Elina Timsit est étudiante en 2e cycle en édition pro. Elle a fait un bacc. écriture de scénario et cération litt. à l’UdeM, qu’elle a fini cet automne.

Vendredi 28 mars à 16h00

Résumé:
Ma présentation porte sur les femmes et le regard. Il me semble que beaucoup de choses passe par le regard et je m’intéresse, en particulier, sur le problème du regard sur et par les femmes. Les domaines culturels et professionnels privilégiés seront le cinéma et la littérature.

De nos jours, les femmes portent en elles le regard des autres, le regard de la société, le regard des hommes et surtout leur propre regard. Ce regard joue pour beaucoup dans la perception de ce que l’on est.
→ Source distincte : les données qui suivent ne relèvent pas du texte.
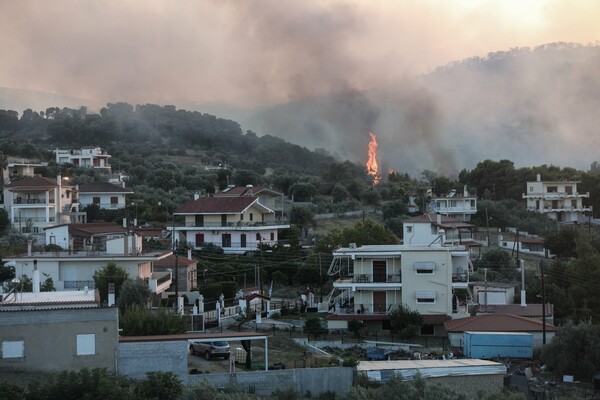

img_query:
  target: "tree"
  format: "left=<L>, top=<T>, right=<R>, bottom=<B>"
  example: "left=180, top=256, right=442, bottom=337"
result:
left=93, top=262, right=128, bottom=304
left=348, top=320, right=367, bottom=340
left=289, top=206, right=316, bottom=236
left=389, top=304, right=422, bottom=339
left=40, top=273, right=55, bottom=292
left=472, top=248, right=517, bottom=283
left=544, top=225, right=581, bottom=259
left=120, top=306, right=188, bottom=336
left=304, top=315, right=326, bottom=340
left=134, top=371, right=183, bottom=400
left=117, top=278, right=151, bottom=313
left=316, top=219, right=400, bottom=251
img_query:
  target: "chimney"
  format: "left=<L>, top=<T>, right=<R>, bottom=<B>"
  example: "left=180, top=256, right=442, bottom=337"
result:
left=124, top=235, right=129, bottom=255
left=27, top=240, right=32, bottom=256
left=520, top=259, right=527, bottom=307
left=536, top=174, right=541, bottom=182
left=194, top=192, right=200, bottom=201
left=188, top=249, right=192, bottom=260
left=463, top=184, right=468, bottom=197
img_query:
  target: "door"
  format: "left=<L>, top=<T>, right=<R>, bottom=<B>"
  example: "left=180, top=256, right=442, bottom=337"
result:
left=373, top=260, right=386, bottom=283
left=195, top=215, right=204, bottom=227
left=240, top=234, right=247, bottom=248
left=373, top=291, right=387, bottom=314
left=222, top=233, right=232, bottom=248
left=195, top=233, right=204, bottom=247
left=221, top=214, right=227, bottom=226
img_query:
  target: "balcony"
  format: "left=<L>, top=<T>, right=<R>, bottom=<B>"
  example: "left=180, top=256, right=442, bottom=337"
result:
left=148, top=271, right=172, bottom=294
left=64, top=280, right=95, bottom=290
left=177, top=220, right=290, bottom=229
left=13, top=216, right=56, bottom=223
left=13, top=197, right=54, bottom=205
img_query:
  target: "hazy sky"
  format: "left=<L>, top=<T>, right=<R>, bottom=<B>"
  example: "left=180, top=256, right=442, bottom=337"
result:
left=1, top=0, right=599, bottom=108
Dans un monde où les gender studies font de plus en plus parler d’elles, on se retrouve face à un regard qui change mais qui reste malheureusement pas si différent, comme si la norme était impossible à briser.
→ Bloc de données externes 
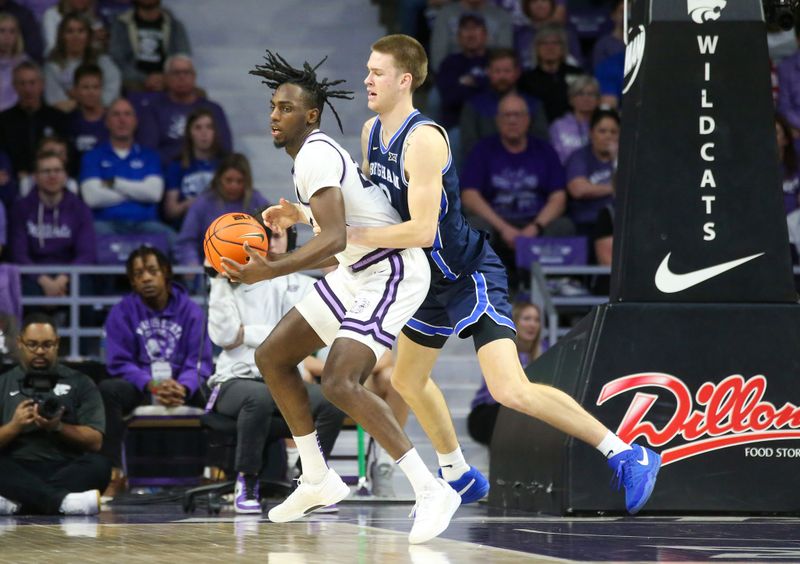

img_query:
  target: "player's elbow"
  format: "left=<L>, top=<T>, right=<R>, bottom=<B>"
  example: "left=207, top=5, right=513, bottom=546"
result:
left=326, top=229, right=347, bottom=255
left=417, top=225, right=437, bottom=248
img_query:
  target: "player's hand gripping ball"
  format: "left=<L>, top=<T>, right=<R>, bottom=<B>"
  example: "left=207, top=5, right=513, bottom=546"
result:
left=203, top=213, right=269, bottom=274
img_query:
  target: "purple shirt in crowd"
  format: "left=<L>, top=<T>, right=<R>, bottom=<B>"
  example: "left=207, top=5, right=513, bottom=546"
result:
left=782, top=163, right=800, bottom=214
left=165, top=157, right=218, bottom=201
left=565, top=145, right=615, bottom=226
left=136, top=92, right=232, bottom=165
left=548, top=112, right=590, bottom=164
left=435, top=52, right=489, bottom=129
left=68, top=109, right=109, bottom=158
left=461, top=134, right=565, bottom=225
left=175, top=190, right=269, bottom=266
left=9, top=189, right=96, bottom=265
left=104, top=282, right=213, bottom=394
left=778, top=51, right=800, bottom=131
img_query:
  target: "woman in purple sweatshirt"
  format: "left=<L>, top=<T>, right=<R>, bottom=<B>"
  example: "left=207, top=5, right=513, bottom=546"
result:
left=10, top=150, right=95, bottom=295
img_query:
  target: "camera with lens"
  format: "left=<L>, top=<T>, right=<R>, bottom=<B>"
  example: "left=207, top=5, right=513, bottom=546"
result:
left=21, top=370, right=62, bottom=420
left=764, top=0, right=799, bottom=31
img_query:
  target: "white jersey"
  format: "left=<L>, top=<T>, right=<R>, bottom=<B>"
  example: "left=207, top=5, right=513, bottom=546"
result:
left=292, top=130, right=401, bottom=267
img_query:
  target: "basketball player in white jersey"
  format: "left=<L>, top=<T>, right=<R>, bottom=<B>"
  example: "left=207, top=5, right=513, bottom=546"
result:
left=221, top=51, right=460, bottom=544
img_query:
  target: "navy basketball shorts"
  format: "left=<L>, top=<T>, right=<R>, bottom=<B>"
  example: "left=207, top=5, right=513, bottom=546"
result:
left=403, top=250, right=516, bottom=348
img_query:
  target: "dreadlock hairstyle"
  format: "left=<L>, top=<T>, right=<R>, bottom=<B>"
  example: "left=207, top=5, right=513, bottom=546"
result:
left=249, top=50, right=354, bottom=133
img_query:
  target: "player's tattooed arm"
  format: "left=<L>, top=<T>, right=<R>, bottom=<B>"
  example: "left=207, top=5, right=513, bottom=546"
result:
left=349, top=125, right=444, bottom=249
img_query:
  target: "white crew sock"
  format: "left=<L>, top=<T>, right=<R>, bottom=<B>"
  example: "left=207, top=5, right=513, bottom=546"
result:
left=437, top=446, right=470, bottom=481
left=293, top=431, right=328, bottom=484
left=397, top=448, right=437, bottom=497
left=596, top=431, right=632, bottom=459
left=285, top=446, right=300, bottom=472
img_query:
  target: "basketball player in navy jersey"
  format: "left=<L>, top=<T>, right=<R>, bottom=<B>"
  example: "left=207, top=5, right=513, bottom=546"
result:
left=222, top=51, right=460, bottom=543
left=349, top=35, right=661, bottom=514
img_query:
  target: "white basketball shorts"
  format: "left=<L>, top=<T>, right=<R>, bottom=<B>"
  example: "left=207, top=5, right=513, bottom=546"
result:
left=295, top=247, right=430, bottom=360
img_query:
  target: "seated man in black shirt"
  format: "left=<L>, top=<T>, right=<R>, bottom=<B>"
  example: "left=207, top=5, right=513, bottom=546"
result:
left=0, top=312, right=109, bottom=515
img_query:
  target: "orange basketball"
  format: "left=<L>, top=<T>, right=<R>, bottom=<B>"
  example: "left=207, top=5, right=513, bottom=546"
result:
left=203, top=212, right=269, bottom=274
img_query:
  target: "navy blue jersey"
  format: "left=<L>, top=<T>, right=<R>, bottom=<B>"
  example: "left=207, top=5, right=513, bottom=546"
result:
left=367, top=110, right=488, bottom=281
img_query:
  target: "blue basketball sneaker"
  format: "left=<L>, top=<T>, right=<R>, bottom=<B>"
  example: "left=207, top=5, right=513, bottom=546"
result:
left=608, top=444, right=661, bottom=514
left=437, top=466, right=489, bottom=504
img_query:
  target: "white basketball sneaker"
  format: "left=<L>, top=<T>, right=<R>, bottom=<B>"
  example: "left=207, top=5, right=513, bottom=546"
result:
left=267, top=468, right=349, bottom=523
left=59, top=490, right=100, bottom=515
left=0, top=495, right=19, bottom=515
left=408, top=478, right=461, bottom=544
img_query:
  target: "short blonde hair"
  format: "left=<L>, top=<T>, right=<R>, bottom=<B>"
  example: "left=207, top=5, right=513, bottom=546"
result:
left=371, top=34, right=428, bottom=91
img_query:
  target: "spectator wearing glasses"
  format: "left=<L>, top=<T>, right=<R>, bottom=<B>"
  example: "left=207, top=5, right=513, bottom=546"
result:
left=137, top=54, right=232, bottom=166
left=461, top=93, right=568, bottom=284
left=9, top=149, right=96, bottom=296
left=548, top=75, right=600, bottom=164
left=0, top=312, right=108, bottom=515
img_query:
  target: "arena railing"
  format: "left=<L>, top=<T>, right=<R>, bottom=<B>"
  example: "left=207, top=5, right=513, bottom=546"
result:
left=16, top=264, right=800, bottom=359
left=18, top=265, right=207, bottom=359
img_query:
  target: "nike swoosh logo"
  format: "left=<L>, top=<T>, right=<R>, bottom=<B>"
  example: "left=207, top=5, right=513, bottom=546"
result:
left=637, top=449, right=649, bottom=466
left=9, top=390, right=19, bottom=396
left=240, top=232, right=265, bottom=242
left=457, top=478, right=476, bottom=496
left=372, top=146, right=379, bottom=150
left=654, top=252, right=765, bottom=293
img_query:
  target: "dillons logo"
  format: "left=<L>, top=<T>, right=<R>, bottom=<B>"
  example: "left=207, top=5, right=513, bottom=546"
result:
left=687, top=0, right=727, bottom=24
left=597, top=373, right=800, bottom=466
left=622, top=25, right=646, bottom=95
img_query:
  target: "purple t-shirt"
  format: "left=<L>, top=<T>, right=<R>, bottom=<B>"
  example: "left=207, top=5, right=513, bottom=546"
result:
left=548, top=113, right=589, bottom=164
left=136, top=92, right=232, bottom=165
left=68, top=109, right=109, bottom=158
left=782, top=163, right=800, bottom=214
left=565, top=145, right=615, bottom=226
left=461, top=134, right=565, bottom=224
left=165, top=157, right=218, bottom=201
Dans une optique cinématographique, à travers le cinéma mainstream, le cinéma porno, le cinéma féministe, j’aimerais montrer comment les regards se multiplient (celui de la caméra, celui du/de la spectateur/trice, de l’actrice, …) et perturbent les données fondamentales et intrinsèques de la femme (l’individualité, la sexualité, la procréation). Nous verrons que le culturel prend la place du naturel et que l’on considère plus le « féminin » que la femme en elle-même. J’utiliserai, entre autres, les données des ouvrages de J. Butler, de N. Huston et L. Mulvey, entre autres pour les théories sur le regard.

J’évoquerai l’hypocrisie et les paradoxes des messages portés par l’image, mais également la négation du statut de mère (la femme et la mère sont deux êtres distincts au cinéma et dans la société) et l’absence complète de la femme handicapée su paysage visuel. Je rapprocherai le cinéma de la vie quotidienne et du message véhiculé au delà de l’écran (à travers la conception de la famille, du travail, du corps, de l’âge …).

J’essayerai d’apporter des pistes sur la question de savoir si le cinéma se nourrit de la réalité ou si la réalité se nourrit de l’imagerie cinématographique (sur la mode, la sexualité,…) en m’appuyant sur le cas des séries télévisées (surtout après Sex and the city et Ally Mc Beal).
Il y aura un point sur le cinéma pornographique dont le point de vue ne diffère pas du cinéma mainstream, même s’il est décrié par la société (d’où le problème de l’hypocrisie : y’a-t-il une différence entre un viol dans un porno et une femme qui dit non en se laissant faire dans un film mainstream ? Pour moi, non).

Je m’intéresserai également à d’autres artistes, surtout artistes plastiques (peintre, sculpteure) et écrivaines, en complément, parfois théoriciennes malgré elles.
En conclusion, j’essayerai de voir où nous en sommes, s’il y a des manières de faire avancer les choses, grâces aux arts visuels et si un changement dans les arts peut être un corollaire à un changement sociétal.
Informations supplémentaires :Je vais m’appuyer sur un power point et des extraits vidéos, parfois pornographiques. Je montrerai l’absence de la femme handicapée en tant que personne dans les arts, comme dans la société, et la négation de son simple statut d’être humain. Cette question est malheureusement souvent absente des questions sur le féminisme.